Augmented reality (AR) systems and virtual reality (VR) systems may include a head-mounted display (HMD) that is tracked in a three-dimensional (3D) workspace. These systems allow the user to interact with a virtual world.
In the following detailed description, reference is made to the accompanying drawings which form a part hereof, and in which is shown by way of illustration specific examples in which the disclosure may be practiced. It is to be understood that other examples may be utilized and structural or logical changes may be made without departing from the scope of the present disclosure. The following detailed description, therefore, is not to be taken in a limiting sense, and the scope of the present disclosure is defined by the appended claims. It is to be understood that features of the various examples described herein may be combined, in part or whole, with each other, unless specifically noted otherwise.

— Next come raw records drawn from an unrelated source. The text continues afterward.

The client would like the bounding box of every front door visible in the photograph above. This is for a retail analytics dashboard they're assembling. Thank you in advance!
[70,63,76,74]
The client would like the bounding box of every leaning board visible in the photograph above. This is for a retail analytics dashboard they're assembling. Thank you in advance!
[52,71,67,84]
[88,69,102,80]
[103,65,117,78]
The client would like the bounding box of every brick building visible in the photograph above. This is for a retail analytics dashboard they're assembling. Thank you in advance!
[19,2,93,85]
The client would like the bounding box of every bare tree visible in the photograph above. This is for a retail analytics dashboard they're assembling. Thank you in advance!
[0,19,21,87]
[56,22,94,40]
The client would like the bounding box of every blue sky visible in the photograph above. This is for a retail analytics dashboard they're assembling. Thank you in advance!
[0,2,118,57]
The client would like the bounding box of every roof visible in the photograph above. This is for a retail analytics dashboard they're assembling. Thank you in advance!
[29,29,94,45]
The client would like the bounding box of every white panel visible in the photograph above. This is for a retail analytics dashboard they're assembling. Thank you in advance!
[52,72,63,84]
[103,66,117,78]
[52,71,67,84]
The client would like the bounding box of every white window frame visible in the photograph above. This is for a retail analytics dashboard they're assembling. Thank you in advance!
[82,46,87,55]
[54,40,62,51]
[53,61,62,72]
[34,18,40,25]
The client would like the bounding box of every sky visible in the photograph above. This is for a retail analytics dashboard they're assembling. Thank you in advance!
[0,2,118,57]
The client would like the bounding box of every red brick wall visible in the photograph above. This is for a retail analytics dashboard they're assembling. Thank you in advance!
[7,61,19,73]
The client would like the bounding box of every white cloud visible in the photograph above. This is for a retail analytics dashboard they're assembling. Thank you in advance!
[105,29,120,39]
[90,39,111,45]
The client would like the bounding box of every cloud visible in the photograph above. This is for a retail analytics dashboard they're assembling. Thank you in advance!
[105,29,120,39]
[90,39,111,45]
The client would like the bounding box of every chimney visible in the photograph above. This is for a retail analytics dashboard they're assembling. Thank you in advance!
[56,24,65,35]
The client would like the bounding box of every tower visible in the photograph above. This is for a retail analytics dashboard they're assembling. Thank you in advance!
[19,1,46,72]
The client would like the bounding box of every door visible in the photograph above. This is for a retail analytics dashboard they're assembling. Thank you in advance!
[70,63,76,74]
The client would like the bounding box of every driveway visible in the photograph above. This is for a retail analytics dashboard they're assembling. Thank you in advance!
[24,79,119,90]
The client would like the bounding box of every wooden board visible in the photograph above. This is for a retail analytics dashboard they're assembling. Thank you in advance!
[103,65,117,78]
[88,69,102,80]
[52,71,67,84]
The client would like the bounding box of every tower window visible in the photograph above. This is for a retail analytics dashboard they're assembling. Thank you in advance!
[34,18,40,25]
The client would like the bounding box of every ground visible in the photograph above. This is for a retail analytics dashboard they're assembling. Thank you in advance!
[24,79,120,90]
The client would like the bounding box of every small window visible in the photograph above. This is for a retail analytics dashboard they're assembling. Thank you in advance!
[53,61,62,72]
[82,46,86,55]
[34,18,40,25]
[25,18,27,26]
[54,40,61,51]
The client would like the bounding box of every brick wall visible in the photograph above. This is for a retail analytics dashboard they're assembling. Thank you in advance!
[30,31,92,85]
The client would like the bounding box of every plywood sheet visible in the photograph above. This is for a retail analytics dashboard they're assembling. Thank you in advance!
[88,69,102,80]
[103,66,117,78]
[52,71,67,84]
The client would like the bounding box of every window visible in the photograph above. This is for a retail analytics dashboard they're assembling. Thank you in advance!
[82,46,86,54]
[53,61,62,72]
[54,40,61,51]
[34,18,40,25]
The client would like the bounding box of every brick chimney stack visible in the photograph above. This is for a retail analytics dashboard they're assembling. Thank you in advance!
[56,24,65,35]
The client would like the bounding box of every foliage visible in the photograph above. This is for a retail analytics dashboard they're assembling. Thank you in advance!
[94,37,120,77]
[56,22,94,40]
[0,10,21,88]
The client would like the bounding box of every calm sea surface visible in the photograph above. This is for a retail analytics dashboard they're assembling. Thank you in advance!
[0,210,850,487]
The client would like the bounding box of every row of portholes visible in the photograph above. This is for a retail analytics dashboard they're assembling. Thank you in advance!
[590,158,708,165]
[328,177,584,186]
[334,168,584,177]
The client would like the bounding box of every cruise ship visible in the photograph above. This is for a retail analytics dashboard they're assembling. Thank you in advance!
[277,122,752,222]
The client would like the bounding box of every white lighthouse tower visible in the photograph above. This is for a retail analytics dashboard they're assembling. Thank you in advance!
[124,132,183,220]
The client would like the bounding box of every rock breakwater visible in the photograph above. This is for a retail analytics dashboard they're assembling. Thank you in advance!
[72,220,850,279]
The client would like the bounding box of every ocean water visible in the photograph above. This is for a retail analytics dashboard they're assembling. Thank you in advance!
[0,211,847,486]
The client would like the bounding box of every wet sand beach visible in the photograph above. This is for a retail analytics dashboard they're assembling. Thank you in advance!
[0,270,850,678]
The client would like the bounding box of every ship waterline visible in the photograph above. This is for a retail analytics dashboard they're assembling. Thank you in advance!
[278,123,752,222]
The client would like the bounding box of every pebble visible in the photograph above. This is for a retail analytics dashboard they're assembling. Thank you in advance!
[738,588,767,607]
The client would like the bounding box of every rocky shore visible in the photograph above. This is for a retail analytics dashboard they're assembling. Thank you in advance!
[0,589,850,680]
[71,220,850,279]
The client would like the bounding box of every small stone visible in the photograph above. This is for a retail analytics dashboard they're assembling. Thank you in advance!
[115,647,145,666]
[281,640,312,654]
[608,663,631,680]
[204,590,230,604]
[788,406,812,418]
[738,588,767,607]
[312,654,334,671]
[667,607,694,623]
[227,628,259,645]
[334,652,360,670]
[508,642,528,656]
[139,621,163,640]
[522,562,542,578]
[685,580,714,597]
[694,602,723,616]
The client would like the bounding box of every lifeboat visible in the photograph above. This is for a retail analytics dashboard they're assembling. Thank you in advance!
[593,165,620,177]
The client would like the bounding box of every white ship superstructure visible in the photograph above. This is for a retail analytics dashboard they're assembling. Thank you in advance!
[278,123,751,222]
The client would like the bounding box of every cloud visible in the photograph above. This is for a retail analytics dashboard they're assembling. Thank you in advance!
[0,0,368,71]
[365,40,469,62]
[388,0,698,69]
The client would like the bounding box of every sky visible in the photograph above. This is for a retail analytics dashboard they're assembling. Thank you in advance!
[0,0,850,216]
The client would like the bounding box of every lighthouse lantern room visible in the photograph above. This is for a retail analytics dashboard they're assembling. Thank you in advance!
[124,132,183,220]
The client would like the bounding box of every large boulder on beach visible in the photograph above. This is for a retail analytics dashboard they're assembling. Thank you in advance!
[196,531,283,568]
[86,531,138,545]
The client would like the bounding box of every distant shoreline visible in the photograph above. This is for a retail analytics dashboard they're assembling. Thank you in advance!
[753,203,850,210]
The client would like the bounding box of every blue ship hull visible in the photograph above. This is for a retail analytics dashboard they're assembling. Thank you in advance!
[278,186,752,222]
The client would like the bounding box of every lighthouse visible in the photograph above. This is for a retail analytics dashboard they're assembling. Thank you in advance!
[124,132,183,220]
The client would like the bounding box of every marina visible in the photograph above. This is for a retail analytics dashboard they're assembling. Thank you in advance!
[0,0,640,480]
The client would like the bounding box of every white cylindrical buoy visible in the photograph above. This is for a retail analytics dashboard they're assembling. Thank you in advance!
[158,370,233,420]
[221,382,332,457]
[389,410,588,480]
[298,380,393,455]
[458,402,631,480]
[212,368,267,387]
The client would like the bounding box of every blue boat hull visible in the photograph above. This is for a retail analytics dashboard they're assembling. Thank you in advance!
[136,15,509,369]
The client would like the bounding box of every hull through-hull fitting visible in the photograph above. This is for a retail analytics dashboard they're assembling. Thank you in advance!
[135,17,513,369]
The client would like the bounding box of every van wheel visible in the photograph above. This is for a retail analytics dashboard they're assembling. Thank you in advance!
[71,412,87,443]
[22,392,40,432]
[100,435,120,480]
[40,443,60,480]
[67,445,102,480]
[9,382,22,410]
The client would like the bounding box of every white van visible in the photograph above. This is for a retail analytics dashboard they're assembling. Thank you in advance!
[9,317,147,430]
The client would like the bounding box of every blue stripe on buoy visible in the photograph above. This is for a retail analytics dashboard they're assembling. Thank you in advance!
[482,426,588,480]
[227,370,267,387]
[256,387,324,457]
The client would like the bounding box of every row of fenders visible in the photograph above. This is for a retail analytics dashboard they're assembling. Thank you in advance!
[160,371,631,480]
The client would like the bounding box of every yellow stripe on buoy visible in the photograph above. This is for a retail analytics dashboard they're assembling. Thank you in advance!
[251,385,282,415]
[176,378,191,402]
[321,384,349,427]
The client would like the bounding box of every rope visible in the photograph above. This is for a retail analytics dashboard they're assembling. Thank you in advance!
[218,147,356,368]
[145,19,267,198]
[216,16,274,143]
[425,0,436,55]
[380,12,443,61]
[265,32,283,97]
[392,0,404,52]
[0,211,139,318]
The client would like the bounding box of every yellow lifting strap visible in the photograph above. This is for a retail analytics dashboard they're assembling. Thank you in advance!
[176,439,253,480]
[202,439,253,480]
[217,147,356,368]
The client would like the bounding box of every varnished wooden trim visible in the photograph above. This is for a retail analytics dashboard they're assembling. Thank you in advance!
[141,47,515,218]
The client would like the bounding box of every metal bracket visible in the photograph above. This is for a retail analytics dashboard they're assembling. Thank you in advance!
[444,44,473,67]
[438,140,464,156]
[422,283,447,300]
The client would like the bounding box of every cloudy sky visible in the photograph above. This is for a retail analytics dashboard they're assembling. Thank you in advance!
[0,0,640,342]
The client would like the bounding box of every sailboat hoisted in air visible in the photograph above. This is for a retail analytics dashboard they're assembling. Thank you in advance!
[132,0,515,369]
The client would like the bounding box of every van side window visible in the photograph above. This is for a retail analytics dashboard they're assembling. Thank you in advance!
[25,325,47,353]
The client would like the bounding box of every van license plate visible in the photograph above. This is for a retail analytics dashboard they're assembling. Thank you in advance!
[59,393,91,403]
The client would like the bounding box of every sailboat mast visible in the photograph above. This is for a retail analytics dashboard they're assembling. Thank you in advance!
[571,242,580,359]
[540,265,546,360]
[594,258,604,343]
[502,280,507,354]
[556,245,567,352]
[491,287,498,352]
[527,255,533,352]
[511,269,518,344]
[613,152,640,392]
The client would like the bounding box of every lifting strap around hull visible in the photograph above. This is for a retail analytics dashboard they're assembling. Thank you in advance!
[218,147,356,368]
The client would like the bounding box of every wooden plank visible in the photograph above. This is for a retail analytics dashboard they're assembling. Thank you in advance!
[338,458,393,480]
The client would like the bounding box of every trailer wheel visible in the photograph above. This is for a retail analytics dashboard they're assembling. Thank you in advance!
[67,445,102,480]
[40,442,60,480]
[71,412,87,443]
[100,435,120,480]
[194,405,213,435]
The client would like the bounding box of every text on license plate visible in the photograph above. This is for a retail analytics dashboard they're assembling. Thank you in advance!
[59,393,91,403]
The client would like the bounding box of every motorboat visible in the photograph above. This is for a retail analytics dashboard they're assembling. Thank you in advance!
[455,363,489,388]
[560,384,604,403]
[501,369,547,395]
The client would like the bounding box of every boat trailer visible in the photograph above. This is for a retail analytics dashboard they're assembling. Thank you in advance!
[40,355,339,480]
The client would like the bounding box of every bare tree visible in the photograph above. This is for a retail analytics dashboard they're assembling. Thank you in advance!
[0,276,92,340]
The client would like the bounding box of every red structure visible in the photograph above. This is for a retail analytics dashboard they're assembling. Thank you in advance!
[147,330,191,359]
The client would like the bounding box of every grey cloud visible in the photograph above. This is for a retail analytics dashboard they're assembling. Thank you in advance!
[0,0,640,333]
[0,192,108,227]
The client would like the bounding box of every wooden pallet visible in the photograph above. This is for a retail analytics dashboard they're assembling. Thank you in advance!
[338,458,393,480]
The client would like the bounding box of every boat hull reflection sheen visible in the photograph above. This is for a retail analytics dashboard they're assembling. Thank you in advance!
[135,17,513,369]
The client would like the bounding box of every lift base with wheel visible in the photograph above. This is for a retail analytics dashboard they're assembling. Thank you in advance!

Some examples disclosed herein are directed to a virtual reality headset with sensors to sense a plurality of physiological characteristics (e.g., pupillometry, eye movement, heart activities, etc.) of the user, and a cognitive load inference engine that generates a parametric distribution based on the sensed physiological characteristics. The parametric distribution may be a Gaussian distribution with parameters of mean and standard deviation. The mean value may represent a predicted value of a current mental state characteristic (e.g., cognitive load) of the user with the highest confidence, and the standard deviation may represent an uncertainty quantification for the predicted value, which indicates how uncertain the inference engine is about the prediction. In some examples, the bigger the standard deviation is, the more uncertain the inference engine may be about the prediction. In some examples, the inference engine provides calibration-free, real-time and continual point estimates of a cognitive load currently being experienced by a user, along with an uncertainty range for each of the cognitive load estimates. “Cognitive load” as used in some examples disclosed herein refers to the amount of mental effort for a person to perform a task or learn something new.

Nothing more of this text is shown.